第9話 水端

 結局セヴェーロは、一人で行ってしまった。

 敵が二人というのが本当ならば、王国でも指折りの騎士であるセヴェーロなら問題ないのかもしれない。しかし、ユリウスには腑に落ちない。

(すぐにでも死ぬ事が分かっていて、仲間の人数を正確に教えるだろうか)

 とはいえ大人数がここにいるのならもっと目立っていた筈であるし、情報にも“少人数”とあった。

(じゃあ、なんで……)


 と。

 戸に、人の気配を感じた。セヴェーロが戻ってきたのだと思い、ユリウスは振り返る。

「隊……」

「知らない奴だな」

 しかしそこにいたのは、アックスを持った大柄の男。

 無意識に隊長である事を期待したユリウスは、自分の認識の甘さを思い直した。今は、騎士として戦いの場にいるのだと。

「……」

 大柄の男は転がっている死体を見て、察したらしい。

「……騎士隊、か。しかし予定と違うな」

(予定?)

「まあいい、どちらにしろ、お前は生きては帰せん!」

 男がアックスを振り下ろす。力一杯の攻撃だろう、しかし。

(見える……)

 リーンハルトの剣より遥かに遅い。田舎の剣術大会の参加者のほうが、まだ筋がいい。ユリウスは横に飛びアックスを躱した。

 あとは隙だらけの相手の側部に対し、剣を突き刺せばいいだけ……が、構えが取れない。不思議な事に、体が上手く動いてくれない。

「…………」

 男はそのままアックスを横に薙いだ。辛うじて剣で受け止めるユリウスだが、勢いは止められず吹っ飛ばされ、壁に叩きつけられる。

(……いけない……)

 初めての実戦に、頭が止まっている。剣術会とも稽古とも違う、本物の命のやり取り。

(もっと強い意志を……お兄ちゃん……)

「ふん」

 立ち上がらないユリウスを捨て置き、男は堰のハンドルを回し始めた。

「!」


 罠だ、とユリウスは思った。初めから“これ”が目的だったのだろう。

(堰を下げられたら……隊長は閉じ込められる! ……いや、最悪なら堰板に潰される!)

 騎士隊は強い。真っ当に正面から戦っては勝てない。ならば、罠に嵌めるしかない――そう考えれば“二人”という情報は正しいのだろう。一人はハンドル操作で堰を閉じ、一人は堰内部で、命を捨ててセヴェーロを足止めする。正確な情報を教えたのは、呼び寄せる為の罠。

「やめろ!」

 ユリウスは叫んだ。男は振り返り、再び斧を振りかざす。

 立ち上がるユリウス、剣を構えた。鍵の構え。

 ジリジリと間合いを詰めながら、男を回りこむようにして並行に移動する。

 ハンドルは男が手を離した後も回り続けていた。一度勢いをつければ、堰板は自重で勝手に下がる。それを止めなければならない。


 男が再び斧を振り下ろす。ユリウスは斧の先を剣の腹で受け、そのまま受け流すように地面に落とした。

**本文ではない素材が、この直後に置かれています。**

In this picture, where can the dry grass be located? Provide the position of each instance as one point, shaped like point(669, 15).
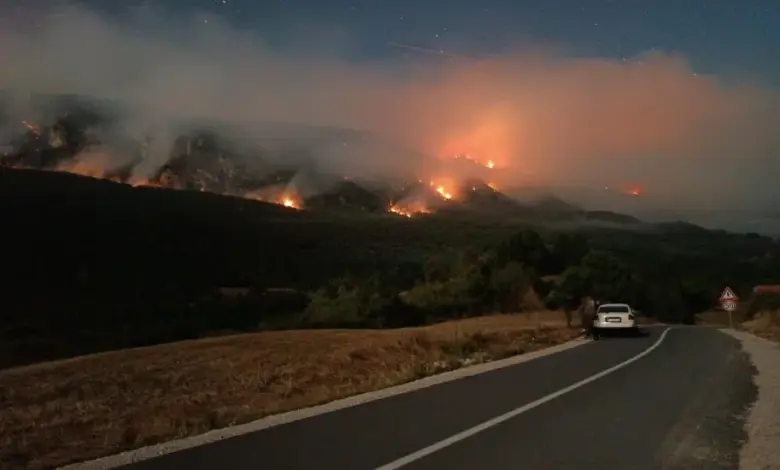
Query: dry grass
point(767, 325)
point(720, 318)
point(83, 408)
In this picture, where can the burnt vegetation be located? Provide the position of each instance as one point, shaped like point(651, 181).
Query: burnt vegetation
point(91, 264)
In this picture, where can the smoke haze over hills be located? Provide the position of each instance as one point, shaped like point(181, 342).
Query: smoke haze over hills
point(686, 141)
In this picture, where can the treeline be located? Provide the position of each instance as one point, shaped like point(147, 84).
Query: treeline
point(523, 272)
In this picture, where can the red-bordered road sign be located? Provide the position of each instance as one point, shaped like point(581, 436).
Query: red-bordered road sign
point(728, 295)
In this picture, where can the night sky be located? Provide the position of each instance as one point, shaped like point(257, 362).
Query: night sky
point(739, 38)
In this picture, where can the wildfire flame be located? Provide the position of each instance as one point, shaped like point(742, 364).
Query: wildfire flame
point(442, 189)
point(289, 202)
point(408, 212)
point(486, 163)
point(32, 127)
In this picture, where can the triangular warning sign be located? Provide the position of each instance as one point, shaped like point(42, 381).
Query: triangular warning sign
point(728, 294)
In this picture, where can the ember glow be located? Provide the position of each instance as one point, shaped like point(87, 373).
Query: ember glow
point(486, 163)
point(289, 202)
point(32, 127)
point(444, 188)
point(409, 211)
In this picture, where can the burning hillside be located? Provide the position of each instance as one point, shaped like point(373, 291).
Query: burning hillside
point(80, 141)
point(281, 166)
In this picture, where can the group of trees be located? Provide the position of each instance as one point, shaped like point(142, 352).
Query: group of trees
point(91, 265)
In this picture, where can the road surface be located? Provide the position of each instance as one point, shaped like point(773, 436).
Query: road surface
point(676, 407)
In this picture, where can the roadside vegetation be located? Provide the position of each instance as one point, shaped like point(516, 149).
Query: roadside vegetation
point(192, 311)
point(83, 408)
point(91, 266)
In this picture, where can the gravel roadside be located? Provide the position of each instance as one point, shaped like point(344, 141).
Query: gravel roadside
point(760, 452)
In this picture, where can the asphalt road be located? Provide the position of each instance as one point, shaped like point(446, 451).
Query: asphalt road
point(677, 407)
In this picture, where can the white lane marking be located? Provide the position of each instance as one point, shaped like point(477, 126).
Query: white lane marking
point(414, 456)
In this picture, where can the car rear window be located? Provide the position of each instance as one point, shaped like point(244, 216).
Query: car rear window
point(613, 309)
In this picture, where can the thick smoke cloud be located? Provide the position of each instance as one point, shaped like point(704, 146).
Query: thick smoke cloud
point(689, 140)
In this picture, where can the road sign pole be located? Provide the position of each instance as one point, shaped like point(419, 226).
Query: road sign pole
point(728, 301)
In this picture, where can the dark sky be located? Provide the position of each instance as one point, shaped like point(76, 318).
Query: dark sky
point(728, 37)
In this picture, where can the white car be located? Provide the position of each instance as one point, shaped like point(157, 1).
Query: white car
point(615, 317)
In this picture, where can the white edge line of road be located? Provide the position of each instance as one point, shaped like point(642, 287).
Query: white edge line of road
point(155, 450)
point(414, 456)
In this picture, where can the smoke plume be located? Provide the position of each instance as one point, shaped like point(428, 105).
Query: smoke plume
point(544, 119)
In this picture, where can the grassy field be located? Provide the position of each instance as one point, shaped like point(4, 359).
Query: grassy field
point(77, 409)
point(767, 326)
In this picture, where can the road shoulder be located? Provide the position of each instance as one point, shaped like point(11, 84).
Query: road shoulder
point(763, 419)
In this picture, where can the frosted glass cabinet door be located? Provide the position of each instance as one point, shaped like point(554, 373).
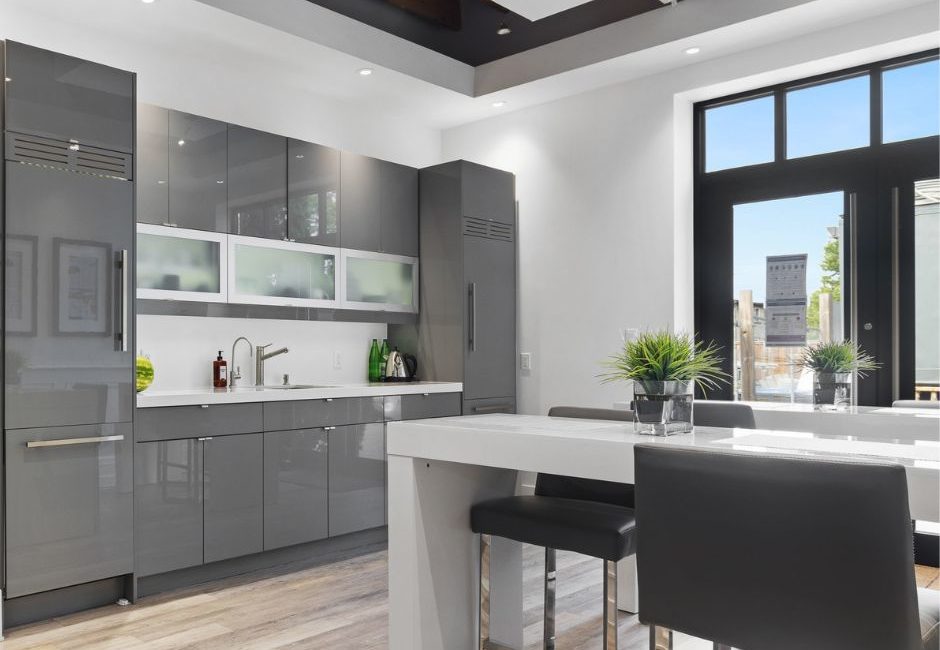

 重いアックスを地面に流され、男は体勢を崩している。ユリウスは、そのまま男の右腕を突き刺した。

「ぐぁ!」

 男が飛び退いた時、ユリウスは腕から剣を抜いていた。立ち位置は、狙い通りに入れ替わっている。ユリウスはハンドル側、男は戸側。

(そのまま……逃げ帰ってくれれば……)

 すぐにでもハンドルを止めたい。そう願いながら構え直すが、思いは叶わず、男は左手で斧を取り再び襲い掛かってきた。


 セヴェーロを助けるには。

 まず男を殺害する。それが確実である。

 それが出来ないのならば、男を無視してハンドルを止めるしか無い。しかしその隙は当然、見逃されはしないだろう。


 男の攻撃は精妙さを欠いている。ユリウスは男の懐に入り込み、斬り上げた。

(手応えあり……)

 腹部から胸にかけて血が噴き出た。だがまだ浅い、致命傷ではない。

「……その傷ではもう戦えないでしょう。去ってください。命は助かります」

 ユリウスは言いながら、ハンドルを掴んで止めた。あの傷ならもう戦意は無いだろう、そう判断した。

 しかし男は退かなかった。構わず斧を振り回す。

「! どうして……」

 アックスはハンドルにカチ当たり刃が割れた。ユリウスは躱していたが、ハンドルはまた回り始める。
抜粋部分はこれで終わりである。